Tres figuras clave repasaron el camino de la selección hacia un título marcado por la actitud del grupo, el respaldo de la gente y una final con fuerte incidencia del VAR.
La selección de Maldonado volvió a quedar en lo más alto del fútbol del interior y cortó una sequía de 20 años al consagrarse campeona de la Copa Nacional de Selecciones. Tras la conquista, el entrenador Pabloaníbal De León, el capitán Santiago Pérez y el arquero Juan Manuel Lladó repasaron el recorrido del plantel y destacaron la fortaleza humana y futbolística de un grupo que terminó haciendo historia.

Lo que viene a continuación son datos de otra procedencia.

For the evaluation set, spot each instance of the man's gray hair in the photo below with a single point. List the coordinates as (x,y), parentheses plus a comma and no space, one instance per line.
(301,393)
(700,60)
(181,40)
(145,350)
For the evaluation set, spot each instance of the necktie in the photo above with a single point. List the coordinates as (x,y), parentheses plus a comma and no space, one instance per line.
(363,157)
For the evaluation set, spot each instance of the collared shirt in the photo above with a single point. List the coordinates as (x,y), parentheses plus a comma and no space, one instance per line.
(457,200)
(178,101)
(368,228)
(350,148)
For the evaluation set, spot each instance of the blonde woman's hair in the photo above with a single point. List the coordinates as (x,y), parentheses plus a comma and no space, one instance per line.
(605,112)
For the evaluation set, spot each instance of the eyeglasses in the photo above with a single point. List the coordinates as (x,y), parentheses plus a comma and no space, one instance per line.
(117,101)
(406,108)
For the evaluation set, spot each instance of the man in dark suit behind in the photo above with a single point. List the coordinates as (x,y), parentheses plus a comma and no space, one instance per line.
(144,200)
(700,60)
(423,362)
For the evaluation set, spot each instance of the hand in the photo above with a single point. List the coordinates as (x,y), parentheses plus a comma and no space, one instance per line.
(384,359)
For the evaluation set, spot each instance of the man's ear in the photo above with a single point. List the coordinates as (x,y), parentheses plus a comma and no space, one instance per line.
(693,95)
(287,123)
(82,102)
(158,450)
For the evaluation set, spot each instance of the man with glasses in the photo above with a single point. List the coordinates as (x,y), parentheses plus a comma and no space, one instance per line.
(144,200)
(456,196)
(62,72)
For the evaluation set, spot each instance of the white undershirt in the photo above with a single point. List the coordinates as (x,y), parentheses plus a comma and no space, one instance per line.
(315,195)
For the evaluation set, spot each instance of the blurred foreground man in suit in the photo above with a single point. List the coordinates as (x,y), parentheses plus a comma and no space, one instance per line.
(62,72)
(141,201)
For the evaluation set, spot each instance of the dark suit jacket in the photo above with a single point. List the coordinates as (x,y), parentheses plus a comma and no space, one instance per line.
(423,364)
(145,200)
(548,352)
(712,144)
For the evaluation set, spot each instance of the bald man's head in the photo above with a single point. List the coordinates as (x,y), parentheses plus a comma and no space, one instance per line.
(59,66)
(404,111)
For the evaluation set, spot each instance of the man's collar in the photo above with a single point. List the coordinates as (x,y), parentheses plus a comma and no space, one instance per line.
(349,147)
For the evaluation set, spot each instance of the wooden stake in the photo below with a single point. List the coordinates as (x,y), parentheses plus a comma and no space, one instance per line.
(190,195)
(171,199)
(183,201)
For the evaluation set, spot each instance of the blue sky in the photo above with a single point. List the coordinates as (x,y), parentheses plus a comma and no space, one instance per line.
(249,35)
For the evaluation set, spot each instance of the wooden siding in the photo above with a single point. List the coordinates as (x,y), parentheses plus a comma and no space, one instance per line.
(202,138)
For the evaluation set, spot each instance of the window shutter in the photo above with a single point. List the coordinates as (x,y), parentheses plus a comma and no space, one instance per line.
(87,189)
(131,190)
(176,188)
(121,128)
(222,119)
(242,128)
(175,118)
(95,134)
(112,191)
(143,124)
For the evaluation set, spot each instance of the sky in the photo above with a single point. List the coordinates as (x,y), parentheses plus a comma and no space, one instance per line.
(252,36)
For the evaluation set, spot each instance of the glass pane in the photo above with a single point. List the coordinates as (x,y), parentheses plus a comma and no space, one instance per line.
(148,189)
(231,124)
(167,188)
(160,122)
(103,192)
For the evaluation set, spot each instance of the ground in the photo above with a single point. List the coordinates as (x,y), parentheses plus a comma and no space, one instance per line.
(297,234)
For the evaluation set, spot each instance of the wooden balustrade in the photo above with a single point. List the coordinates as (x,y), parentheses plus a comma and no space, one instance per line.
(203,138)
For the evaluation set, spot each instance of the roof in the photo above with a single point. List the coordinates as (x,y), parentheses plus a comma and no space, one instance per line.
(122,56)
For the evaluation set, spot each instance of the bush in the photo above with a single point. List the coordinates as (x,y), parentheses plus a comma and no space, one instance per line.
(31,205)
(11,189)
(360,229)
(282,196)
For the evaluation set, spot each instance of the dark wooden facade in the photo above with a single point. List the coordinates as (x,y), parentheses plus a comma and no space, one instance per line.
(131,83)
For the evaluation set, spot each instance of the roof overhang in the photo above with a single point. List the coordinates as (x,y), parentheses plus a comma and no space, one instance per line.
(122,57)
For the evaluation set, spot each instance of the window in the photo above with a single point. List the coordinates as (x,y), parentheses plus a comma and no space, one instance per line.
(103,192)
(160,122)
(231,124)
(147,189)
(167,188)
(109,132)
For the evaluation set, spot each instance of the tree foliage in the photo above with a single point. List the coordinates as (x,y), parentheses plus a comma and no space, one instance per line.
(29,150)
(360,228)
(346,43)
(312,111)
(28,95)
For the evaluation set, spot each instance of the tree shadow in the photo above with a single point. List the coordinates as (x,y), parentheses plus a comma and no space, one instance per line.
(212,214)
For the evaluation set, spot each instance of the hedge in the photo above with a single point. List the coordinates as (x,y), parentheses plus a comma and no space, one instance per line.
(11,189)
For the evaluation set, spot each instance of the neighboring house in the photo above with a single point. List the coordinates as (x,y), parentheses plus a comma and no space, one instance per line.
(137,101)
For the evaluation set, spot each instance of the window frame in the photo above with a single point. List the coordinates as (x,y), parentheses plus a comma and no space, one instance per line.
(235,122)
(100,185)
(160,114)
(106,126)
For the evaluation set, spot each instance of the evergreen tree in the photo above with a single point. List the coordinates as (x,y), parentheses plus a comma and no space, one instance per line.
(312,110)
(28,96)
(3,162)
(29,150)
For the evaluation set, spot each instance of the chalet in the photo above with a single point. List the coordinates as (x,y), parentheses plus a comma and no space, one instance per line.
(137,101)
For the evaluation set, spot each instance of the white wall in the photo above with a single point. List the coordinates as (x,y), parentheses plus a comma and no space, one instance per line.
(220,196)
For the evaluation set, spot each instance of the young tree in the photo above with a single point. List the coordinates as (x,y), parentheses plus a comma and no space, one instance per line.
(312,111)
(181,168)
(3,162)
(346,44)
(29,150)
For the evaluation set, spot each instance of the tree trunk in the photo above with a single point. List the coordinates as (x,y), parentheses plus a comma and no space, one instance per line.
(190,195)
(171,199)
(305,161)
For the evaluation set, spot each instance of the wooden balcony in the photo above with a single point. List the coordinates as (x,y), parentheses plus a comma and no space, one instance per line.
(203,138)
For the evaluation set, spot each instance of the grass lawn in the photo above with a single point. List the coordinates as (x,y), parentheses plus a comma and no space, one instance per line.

Lladó recordó que la preparación comenzó a principios de diciembre, en un contexto de incertidumbre, ya que todavía no estaba definida la cancha en la que Maldonado iba a oficiar de local. Finalmente, el Estadio de San Carlos terminó siendo una de las grandes fortalezas del equipo. “La gente acompañó muchísimo, todos los partidos. Nos hicimos muy fuertes, nos sentimos cómodos”, señaló el arquero a la Página Central de la Revista de FM GENTE.
También aseguró que desde el comienzo sentía que Maldonado tenía plantel para pelear arriba. “Yo creía que teníamos un plantel para competir, que para mí era el mejor plantel del interior”, afirmó. En ese sentido, remarcó que el grupo llegaba con una carga especial después de campañas anteriores en las que, según dijo, habían sufrido varios tropezones, incluso algunos injustos.
Por su parte, el capitán Santiago Pérez destacó que en las primeras prácticas ya “se empezó a ver que se estaba armando un lindo grupo”, expresó, y subrayó que una de las claves estuvo en que el plantel dejó los egos de lado para priorizar a la selección. “Ahí ya te das cuenta que vas a pelear cosas importantes”, resumió.
Pérez también valoró la entidad de los rivales que fue dejando por el camino Maldonado. “Le ganamos a los dos campeones, del Norte y del Sur”, remarcó, y elogió a Salto, rival de la final, al señalar que “por algo ellos también son una selección que año a año define la Copa del Interior”.
Uno de los momentos determinantes de la final en San Carlos se dio en el primer tiempo, cuando un jugador de Salto escupió a Pérez y terminó siendo expulsado. El capitán contó que conocía al rival y que buscó llevarlo al límite. “Ya lo conocía a ese jugador, sabía que era de fácil reaccionar. Cuando le quedó la botella en el piso, se la pateé… Nunca pensé que me fuese a escupir”, admitió. La acción no fue advertida por el árbitro, pero sí por el videoarbitraje.
Sobre ese punto, De León destacó la importancia del VAR, que en esta edición del torneo tuvo una particularidad: cada director técnico contó con tres instancias por partido para solicitar la revisión de jugadas. “Nosotros lo hablamos el primer día que llegó el VAR, que había cosas que no se podían hacer”, señaló el entrenador, y fue claro al referirse a la selección de Salto, que sufrió tres expulsados en la final gracias al video arbitraje. “Cometieron errores que nos facilitaron el trabajo”.
Lladó, en tanto, definió a De León como un técnico “muy humano” y valoró especialmente su manejo del grupo. Además, reveló que al inicio del torneo mantuvieron una charla personal que lo marcó. “Me decía que yo ya tenía mi nombre en el fútbol de Maldonado, que no tenía que estar demostrando nada”, relató.
El entrenador también resaltó el respaldo permanente del público durante toda la campaña. “Jugamos a cancha llena todos los partidos”, sostuvo. A su entender, la conexión con la gente se generó por la forma en que compitió el equipo. “Ganamos partidos lindos, en la hora, de atrás. El cuadro siempre demostró mucha actitud y personalidad. La gente lo palpa enseguida”, afirmó.
De León concluyó: “para los entrenadores del interior, esto es como ganar un mundial. No me considero un súper entrenador, ni mucho menos. Sé de mis limitaciones”. Dedicó el título a “todos los entrenadores de Maldonado”, reconociendo que “son más las amargas que las dulces que nos comemos los entrenadores en el fútbol del interior”.